Anyhow, by 2006 the security situation in Liberia was still not fully under control. I never felt truly unsafe while I was there, I must admit. I longed to just sneak out of my hotel for a morning jog… or maybe even just go for an afternoon walk with a friend… but I was strongly advised — warned — not to take the chance. A representative from the International Committee of the Red Cross had been gang raped in the middle of the afternoon just a couple weeks prior to my arrival, which was enough to keep me (unhappily) caged inside.
I found ways to get exercise in though. The building across the road housed PAE, one of the US government’s private security organizations, which had a “gym” with two treadmills that may or may not have been relics of the pre-war days. Every morning, I made my way across the street (which was usually covered in fast-flowing water) and past the security guards into the compound for an uninspiring workout. I eventually made friends with a British guy who worked for another private security organization and forced him to be my running partner. Once or twice a week he would come to pick me up in his 4×4 and take me back to the private compound, where we could run loops of a 1.5 km track. It was certainly better than the treadmill, but I never got that feeling of release that I normally crave on my runs. Something about the barbed wire and security guards with machine guns ruined it for me (strange, eh?).
Returning to Liberia last week, I wasn’t sure what to expect. I wondered how much the country had progressed in the two and a half years since I had been there last. Would there be running water throughout the city? Has electricity been restored, at least in the capital? Would I be able to run outside? ALONE?
From the moment I landed, I noticed a distinct change… Maybe it was the fact that I was returning to a place that was familiar or maybe I just wanted to see an improvement so badly that I created it in my mind… But I definitely felt that something was different. It is hard for me to put my finger on what exactly changed… I’m not even sure I could pick out a specific example of something I witnessed that made me form this opinion. It was simply a feeling that people in general were more relaxed. Relations between foreigners and Liberians appeared to be less strained. I heard more laughter and less yelling.
And no one gave me a single warning about walking around on my own.
YES! Okay, beyond the fact that this meant I could go running, as an eternal optimist I was ecstatic to see that things had improved.

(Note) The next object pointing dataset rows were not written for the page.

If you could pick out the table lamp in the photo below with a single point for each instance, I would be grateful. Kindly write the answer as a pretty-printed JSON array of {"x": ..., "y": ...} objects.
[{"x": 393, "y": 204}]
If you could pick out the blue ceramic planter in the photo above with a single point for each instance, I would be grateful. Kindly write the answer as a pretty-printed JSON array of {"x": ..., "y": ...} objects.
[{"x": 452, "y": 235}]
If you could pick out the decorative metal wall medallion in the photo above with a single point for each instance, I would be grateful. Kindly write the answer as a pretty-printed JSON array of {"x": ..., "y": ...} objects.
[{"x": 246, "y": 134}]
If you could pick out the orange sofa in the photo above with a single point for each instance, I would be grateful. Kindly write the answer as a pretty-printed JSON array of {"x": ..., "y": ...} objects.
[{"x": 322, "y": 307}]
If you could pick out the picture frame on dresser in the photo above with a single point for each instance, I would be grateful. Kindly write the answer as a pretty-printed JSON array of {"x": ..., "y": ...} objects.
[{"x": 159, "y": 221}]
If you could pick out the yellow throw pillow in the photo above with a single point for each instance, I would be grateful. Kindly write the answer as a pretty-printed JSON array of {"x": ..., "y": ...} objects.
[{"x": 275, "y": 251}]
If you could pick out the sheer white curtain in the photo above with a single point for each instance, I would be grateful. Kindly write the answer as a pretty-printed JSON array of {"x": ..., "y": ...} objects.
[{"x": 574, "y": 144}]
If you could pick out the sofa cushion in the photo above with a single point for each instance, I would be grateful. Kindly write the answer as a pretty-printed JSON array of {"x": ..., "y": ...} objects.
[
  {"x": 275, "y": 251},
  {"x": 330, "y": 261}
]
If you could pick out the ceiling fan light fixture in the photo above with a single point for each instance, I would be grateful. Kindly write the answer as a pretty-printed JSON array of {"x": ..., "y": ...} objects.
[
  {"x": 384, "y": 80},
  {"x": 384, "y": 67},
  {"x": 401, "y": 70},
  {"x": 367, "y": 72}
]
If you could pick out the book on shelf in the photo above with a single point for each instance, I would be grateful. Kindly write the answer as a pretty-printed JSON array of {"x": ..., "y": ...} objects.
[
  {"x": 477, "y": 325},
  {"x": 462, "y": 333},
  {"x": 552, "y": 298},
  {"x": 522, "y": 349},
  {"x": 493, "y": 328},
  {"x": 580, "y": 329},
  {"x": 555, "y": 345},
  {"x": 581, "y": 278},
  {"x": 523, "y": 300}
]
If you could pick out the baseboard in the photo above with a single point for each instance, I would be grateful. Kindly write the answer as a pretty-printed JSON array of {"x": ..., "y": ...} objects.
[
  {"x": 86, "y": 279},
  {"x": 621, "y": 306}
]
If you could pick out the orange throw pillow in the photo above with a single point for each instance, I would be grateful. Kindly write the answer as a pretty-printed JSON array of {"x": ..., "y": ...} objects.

It was an intangible triumph that renewed hope for Liberia and the friends I have made there. But that’s a story for another time, hmm?
Now that I had been granted the privilege of being able to run outside, can anyone guess how that turned out? Quite laughably, when I went out for my first early morning jog I lasted literally 23 minutes in the oppressive heat before retreating to the treadmill in my hotel’s air conditioned fitness centre. Go figure.